Still, there are the few of us who don’t fall into either camp. We struggle on and off for the better part of however much time it takes. We get on a path that starts to work and then baby gets sick. Perhaps we start seeing some improvement and baby gets teeth. Our toddler has a language explosion, starts to walk, or starts to have nightmares, and we fall back once again. We have a new baby and our toddler stops napping, becoming a mess before bedtime. The setbacks can be numerous.
How do you know when you’re done?
This is what “finished” looks like.
For many, it will be obvious when you are done because you will be well-rested and, most importantly, so will your baby. You may have temporary setbacks, but your baby bounces back to normal quickly. But, what if you’ve done cry-it-out and your baby is still crying every night? What do you do? Does that mean it didn’t work?
If your baby fusses or cries lightly for 5-10 minutes, drifts off to sleep and you don’t hear a peep for 10-12 hours except for feedings, you most likely just have a baby who unwinds a little before sleep. When my baby was in a good place, he would often unwind, almost moaning or humming himself to sleep.
I think it’s possible that a stranger might think he was crying or fussing, but I knew him best and I know he wasn’t crying. He would sleep well at night, and there was a time that I’d go in too early in the morning where he’d be “talking” and would fuss at me for coming in too soon! Most importantly, he was very happy in the morning with a good night’s rest.
If your baby is crying hard for 10 minutes, then settles down, it’s still possible that that’s going to be as good as it gets for the time being. We have been at this stage, too, unfortunately. We went through a time my son would cry hard for 5-10 minutes, we’d go in and re-settle him and he’d go right to sleep. It was a little frustrating, but fairly easy to deal with. Knowing him today, no doubt it was the same reason as now that he just didn’t want the day to end, even though he was exhausted.

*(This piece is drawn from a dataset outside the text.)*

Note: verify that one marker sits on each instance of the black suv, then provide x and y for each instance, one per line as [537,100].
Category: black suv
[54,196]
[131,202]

This is what “still working” looks like.
If your baby is crying hard for over 10 minutes (I am generalizing — you know your baby best) and it’s been longer than a week of sleep training, most likely you have a lingering problem. In babies, this problem is probably over-tiredness and you need to bump bedtime EARLIER.
Even after sleep training, my son would get over-tired, over-stimulated, and cry at bedtime some nights. He was fed, dry, etc. and was just TIRED! It was very frustrating. We couldn’t soothe him all the way to sleep every time because that led to our 3 hour rocking marathons every night. Or, worse, waking every so many hours for re-rocking / re-soothing.
My husband and I were still basically at the best place we could be at the time. We tried with everything we had to keep bedtime early enough. Even now, he will get cranky when he’s tired, but insists “I’m not tired!” Then promptly falls asleep 5 minutes later, literally.
For toddlers, crying at bedtime or resisting bedtime could be over or under-tired, depending on the schedule and temperament. Without knowing the specific details, it’s difficult to know which one it is. In general, if your toddler was going to bed fine and all of a sudden started fighting the routine, she may need a longer wake-time before bedtime. If she recently transitioned naps, you might need to consider less.
There are many times you might have setbacks. If things haven’t improved in 2-3 weeks, regardless of the method, you might want to re-evaluate your chosen method to get your baby or toddler to sleep.